We'd rather have a full guest list of people we love and know well than to have to cut our list to accommodate those who want to bring people we're not familiar with. We'd love to have children there but, you know, we don't have very much money so sacrifices needed to be made. It was difficult but we both felt like we made the right decision for ourselves and our wallets.
We haven't sent out our invites yet, just our Save the Dates, but I recently had to have a very difficult and uncomfortable conversation with a single relative who expected to bring a guest. I could tell my relative was upset and I felt bad so I said your guest is more than welcome to come to the ceremony and/or the reception after dinner. I explained that our budget limits who we can invite, particularly with catering. My relative has since informed me that they will then both not attend dinner and just find a restaurant in the vicinity.

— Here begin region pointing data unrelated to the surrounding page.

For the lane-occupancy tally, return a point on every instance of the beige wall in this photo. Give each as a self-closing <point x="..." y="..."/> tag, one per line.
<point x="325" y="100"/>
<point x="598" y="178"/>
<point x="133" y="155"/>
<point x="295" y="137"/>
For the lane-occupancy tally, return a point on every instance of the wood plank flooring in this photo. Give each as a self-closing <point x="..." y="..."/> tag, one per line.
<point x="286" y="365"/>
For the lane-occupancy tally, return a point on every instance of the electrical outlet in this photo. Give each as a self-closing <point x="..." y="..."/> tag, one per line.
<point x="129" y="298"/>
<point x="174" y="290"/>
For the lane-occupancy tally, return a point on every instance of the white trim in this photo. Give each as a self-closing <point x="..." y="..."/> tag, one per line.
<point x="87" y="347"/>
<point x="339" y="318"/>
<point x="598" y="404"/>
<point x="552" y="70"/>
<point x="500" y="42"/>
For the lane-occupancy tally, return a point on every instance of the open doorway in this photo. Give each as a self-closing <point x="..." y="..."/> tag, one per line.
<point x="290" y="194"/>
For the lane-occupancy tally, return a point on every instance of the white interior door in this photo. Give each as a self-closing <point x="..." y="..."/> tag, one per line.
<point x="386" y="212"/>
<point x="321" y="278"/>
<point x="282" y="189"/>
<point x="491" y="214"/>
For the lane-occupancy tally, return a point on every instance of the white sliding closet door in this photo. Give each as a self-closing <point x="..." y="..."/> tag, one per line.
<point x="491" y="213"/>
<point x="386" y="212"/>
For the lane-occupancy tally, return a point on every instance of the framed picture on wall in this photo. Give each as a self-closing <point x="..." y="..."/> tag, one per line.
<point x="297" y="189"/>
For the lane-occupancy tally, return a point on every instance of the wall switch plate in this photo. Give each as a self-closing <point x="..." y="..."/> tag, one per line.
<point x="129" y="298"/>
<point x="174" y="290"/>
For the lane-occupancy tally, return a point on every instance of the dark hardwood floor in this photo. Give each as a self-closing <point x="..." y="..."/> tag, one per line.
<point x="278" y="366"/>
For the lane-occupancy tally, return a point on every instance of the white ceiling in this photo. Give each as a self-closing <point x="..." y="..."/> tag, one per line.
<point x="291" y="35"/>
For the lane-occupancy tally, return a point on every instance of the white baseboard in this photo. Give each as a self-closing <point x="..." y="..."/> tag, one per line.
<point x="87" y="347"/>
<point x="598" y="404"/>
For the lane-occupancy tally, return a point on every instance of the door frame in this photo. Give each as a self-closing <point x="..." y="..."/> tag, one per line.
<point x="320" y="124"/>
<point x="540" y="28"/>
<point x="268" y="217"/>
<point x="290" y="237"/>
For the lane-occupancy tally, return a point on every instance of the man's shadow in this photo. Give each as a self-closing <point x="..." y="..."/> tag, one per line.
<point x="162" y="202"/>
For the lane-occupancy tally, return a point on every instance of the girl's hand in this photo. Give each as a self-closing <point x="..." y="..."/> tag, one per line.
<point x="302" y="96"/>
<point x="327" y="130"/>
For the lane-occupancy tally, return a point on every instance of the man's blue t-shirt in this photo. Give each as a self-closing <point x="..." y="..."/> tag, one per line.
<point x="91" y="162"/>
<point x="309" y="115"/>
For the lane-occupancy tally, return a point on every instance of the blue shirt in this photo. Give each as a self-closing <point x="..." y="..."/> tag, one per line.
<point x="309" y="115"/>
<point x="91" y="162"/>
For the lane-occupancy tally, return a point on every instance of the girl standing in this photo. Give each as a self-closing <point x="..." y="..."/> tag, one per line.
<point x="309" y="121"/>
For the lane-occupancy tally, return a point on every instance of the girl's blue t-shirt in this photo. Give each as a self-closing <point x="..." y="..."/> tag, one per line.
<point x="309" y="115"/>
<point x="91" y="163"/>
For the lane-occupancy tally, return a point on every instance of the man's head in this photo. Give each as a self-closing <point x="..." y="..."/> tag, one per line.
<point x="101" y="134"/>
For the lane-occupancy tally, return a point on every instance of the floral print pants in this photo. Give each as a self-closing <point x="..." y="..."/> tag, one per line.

Although that makes me feel uncomfortable I think I need to respect my relative's decision. I do, however, wonder how I can ensure that our other guests will respect our decision to not include plus ones. Is there any way we can politely address the issue when the invitations go out? We plan to specify "adult only reception" but how do you handle plus ones? I thought of including a "FAQ" page on our website for issues such as this, but then what if some people never visit the site?
Sorry such a long e-mail, and thank you in advance for your help!
Yes, the dreaded plus-one situation. I have been in your shoes. It is quite the dilemma.
Matt and I felt the same way you do. We wanted only our nearest and dearest at our wedding, but denying people the opportunity to bring a date can be awkward and rude.
First, we tried to proactively address the situation by inviting people in clusters. For example, we intentionally tried to make sure that everyone who was invited had friends that they could hang out with. I sent out an e-mail to each group of friends saying something like, "Hey all, I just wanted to let you know that you are the folks we invited from Stetson University, in case you want to room together, carpool, etc." That way, everyone knew right away that they would know other people at the wedding (without having to ask all of their old college friends if they were invited, too).
But even then we had to respond reactively. People would ask us directly if they could bring a date. We responded as honestly and tactfully as possible by saying, "We're really sorry, but we're intentionally having a small wedding and limiting it to the people who are close to us. We invited you because we consider you a really good friend, and we hope that this doesn't discourage you from coming."
In the end, we made a couple exceptions. One of Matt's friends invited someone without asking us. The friend bought her plane ticket before we even found out. Also, Matt invited only one of his colleagues. We let him bring along his girlfriend, so he would know someone. She ended up being completely awesome, and I loved meeting her.
Definitely don't stress about it if a few people slip through the cracks. On the other hand, don't be afraid to stick to your policy! There is something really powerful about populating your guest list with people who are truly connected to you.
2000dollarwedding kindred spirits, what are your thoughts on this situation? What have you done the same or differently?